Bengkulu, JejakKeadilan.com — Tim Tindak Pidana Khusus (Pidsus) Kejaksaan Tinggi (Kejati) Bengkulu terus mengusut kasus dugaan korupsi kebocoran Pendapatan Asli Daerah (PAD) terkait Mega Mall dan PTM Kota Bengkulu. Kini, status tersangka resmi disandang oleh Budi Laksono (BL), Komisaris Utama PT Dwisaha Selaras Abadi. BL menjadi tersangka ketujuh yang dijerat dalam kasus yang memicu kerugian negara bernilai fantastis itu.
Hari Selasa (24/6/2025), tersangka BL ditangkap secara paksa di Tangerang Selatan setelah tiga kali mangkir dari panggilan penyidik. “Kami melakukan penangkapan dengan bantuan tim Intelijen Kejaksaan Agung RI karena tersangka tidak dapat ditemukan di alamatnya,” jelas Kepala Seksi Penerangan Hukum Kejati Bengkulu, Ristianti Andriani, dalam keterangannya, Rabu (25/6/2025).
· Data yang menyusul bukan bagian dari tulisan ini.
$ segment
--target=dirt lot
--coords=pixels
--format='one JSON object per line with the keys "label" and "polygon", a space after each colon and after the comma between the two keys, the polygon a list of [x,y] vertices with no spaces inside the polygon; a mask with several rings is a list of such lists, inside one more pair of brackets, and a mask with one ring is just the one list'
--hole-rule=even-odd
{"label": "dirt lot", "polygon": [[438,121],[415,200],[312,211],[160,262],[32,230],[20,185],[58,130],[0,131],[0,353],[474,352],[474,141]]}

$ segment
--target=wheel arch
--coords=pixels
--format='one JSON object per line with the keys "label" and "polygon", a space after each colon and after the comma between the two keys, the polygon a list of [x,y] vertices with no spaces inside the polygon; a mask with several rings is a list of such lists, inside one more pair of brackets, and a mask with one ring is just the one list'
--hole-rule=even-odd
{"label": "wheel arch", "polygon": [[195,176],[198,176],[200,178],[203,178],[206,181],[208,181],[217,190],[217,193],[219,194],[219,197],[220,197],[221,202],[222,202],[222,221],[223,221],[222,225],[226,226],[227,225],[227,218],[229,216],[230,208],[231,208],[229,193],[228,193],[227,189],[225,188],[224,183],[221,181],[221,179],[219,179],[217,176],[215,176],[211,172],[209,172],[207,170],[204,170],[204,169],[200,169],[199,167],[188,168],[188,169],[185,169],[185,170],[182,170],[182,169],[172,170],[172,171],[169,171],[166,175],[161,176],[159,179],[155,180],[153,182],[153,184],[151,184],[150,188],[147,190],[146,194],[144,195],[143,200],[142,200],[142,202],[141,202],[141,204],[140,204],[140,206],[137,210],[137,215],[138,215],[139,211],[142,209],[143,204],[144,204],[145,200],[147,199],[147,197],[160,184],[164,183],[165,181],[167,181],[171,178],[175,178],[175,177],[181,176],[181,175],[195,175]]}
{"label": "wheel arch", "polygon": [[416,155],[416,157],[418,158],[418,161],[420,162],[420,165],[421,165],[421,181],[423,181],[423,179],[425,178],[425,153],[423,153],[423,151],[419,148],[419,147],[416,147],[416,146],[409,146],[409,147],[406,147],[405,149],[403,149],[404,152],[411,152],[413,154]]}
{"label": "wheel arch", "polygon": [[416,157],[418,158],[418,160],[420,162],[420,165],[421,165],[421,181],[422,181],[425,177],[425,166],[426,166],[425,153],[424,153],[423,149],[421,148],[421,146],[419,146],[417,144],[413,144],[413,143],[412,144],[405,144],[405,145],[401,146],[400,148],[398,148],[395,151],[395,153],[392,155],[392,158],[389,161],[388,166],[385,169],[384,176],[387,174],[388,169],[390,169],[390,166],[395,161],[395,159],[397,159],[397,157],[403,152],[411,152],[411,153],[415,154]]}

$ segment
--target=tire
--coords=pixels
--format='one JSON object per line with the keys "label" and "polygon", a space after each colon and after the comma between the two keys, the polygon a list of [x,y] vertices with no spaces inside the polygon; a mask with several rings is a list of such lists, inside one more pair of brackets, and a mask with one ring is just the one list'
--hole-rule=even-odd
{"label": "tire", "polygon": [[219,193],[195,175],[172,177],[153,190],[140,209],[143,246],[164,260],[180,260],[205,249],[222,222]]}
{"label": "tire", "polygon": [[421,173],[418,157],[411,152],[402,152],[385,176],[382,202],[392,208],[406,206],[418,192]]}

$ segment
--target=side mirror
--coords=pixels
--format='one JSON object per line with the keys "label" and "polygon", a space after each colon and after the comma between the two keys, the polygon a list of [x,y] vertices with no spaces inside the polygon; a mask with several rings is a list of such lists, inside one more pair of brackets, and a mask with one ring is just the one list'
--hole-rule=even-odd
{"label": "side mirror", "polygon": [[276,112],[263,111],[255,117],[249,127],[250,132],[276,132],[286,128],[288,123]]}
Budi Laksono diduga turut serta bersama tersangka lainnya dalam menjaminkan tanah atau lahan Mega Mall dan PTM milik Pemerintah Kota Bengkulu tanpa kewenangan yang sah. Tanah tersebut awalnya berstatus Hak Pengelolaan Lahan (HPL) pada tahun 2004 sebelum diubah menjadi Sertifikat Hak Guna Bangunan (SHGB). SHGB tersebut kemudian dipecah dan dimanfaatkan sebagai agunan ke beberapa bank oleh pihak ketiga. Akibat tunggakan kredit, SHGB kembali diagunkan, bahkan hingga melibatkan pihak ketiga lainnya.
Saat ini, BL berada di Kejaksaan Negeri Jakarta Selatan sebelum dijadwalkan akan dipindahkan ke Bengkulu untuk pemeriksaan lanjutan oleh penyidik.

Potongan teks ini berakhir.